OUTPUT_FILE = "finbert_sentiment_analysis_data.csv"
COMPUTATION_TIME_DATA = "model_prediction_time_data.csv"

def load_model(model):
  sentiment_model = pipeline("sentiment-analysis", model=model)
  return sentiment_model

sentiment_model = load_model(MODEL_NAME)




def find_sentiment(text):
  try:
    text = preprocess(text)
    print(f"{Fore.GREEN} Input:- {text[:20]}{Style.RESET_ALL}")
    result = sentiment_model(text)
    print(f"{Fore.GREEN} Output:- {result}{Style.RESET_ALL}")
    return list((text, result[0]["label"], result[0]["score"]))
  except Exception as e:
    print(f"{Fore.RED} Error: {e}{Style.RESET_ALL}")
    return list((text, np.nan, np.nan))

def process_texts_in_parallel(texts):
    """
        process sentiment from the texts in paprallel
    """
    print(f"{Fore.CYAN}🔹 Using {NUM_PROCESSES} parallel threads...{Style.RESET_ALL}")
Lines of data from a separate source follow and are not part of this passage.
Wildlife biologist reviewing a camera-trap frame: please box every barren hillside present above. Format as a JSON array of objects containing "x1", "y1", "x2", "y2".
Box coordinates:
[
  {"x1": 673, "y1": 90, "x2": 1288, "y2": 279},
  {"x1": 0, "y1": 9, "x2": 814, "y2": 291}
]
    with ThreadPoolExecutor(NUM_PROCESSES) as executor:
        results = list(executor.map(find_sentiment, texts))

    return results


def sentiment_analysis_of_text_data():
    if not os.path.exists(INPUT_FILE_ADDRESS):
        print(f"{Fore.RED}Error: '{INPUT_FILE_ADDRESS}' not found!{Style.RESET_ALL}")
        return

    df = pd.read_csv(INPUT_FILE_ADDRESS)

    if "News" not in df.columns:
        print(f"{Fore.RED}Error: 'News' column missing in CSV!{Style.RESET_ALL}")
        return

    texts = df["News"].dropna().tolist()

    # when the scrapping stops unexpectedly
    already_processed_texts = set()
    if os.path.exists(OUTPUT_FILE):
        already_processed_texts = set(
            pd.read_csv(OUTPUT_FILE)["News"].dropna().tolist()
        )

    # filter the links if they are already processed

    links = [text for text in texts if text not in already_processed_texts]

    # Split into batches to avoid excessive memory usage
    batch_size = 500
    total_batches = (len(texts) // batch_size) + 1

    all_results = []

    for i in range(total_batches):
        batch_texts = texts[i * batch_size: (i + 1) * batch_size]
        print(f"{Fore.YELLOW} Processing batch {i + 1}/{total_batches} ({len(batch_texts)} links){Style.RESET_ALL}")

        results = process_texts_in_parallel(batch_texts)  # Removed `[0]`
        all_results.extend(results)

        # Save intermediate results
        temp_df = pd.DataFrame(all_results, columns=["News", "sentiment_label", "sentiment_score"])
        temp_df.to_csv(OUTPUT_FILE, index=False, encoding="utf-8")

    print(f"{Fore.GREEN}✔️ Sentiment Analysis complete! Data saved to '{OUTPUT_FILE}'{Style.RESET_ALL}")

In [None]:
# if __name__ == "__main__":
#    sentiment_analysis_of_text_data()

In [None]:
import time

if __name__ == "__main__":
    start_time = time.time()
    print("Running financial sentiment analysis...")
    sentiment_analysis_of_text_data()

    end_time = time.time()
        
    computation_time = end_time - start_time
    
    data = list((MODEL_NAME, computation_time)) # model time data
    
    time_dataframe = pd.DataFrame(
        data=data,columns=["Model", "Computation_time"],
    )
    
    time_dataframe.to_csv(
        path_or_buf=COMPUTATION_TIME_DATA,
        mode='a',
        index=False, 
        header=not os.path.exists(COMPUTATION_TIME_DATA), 
        encoding="utf-8"
    )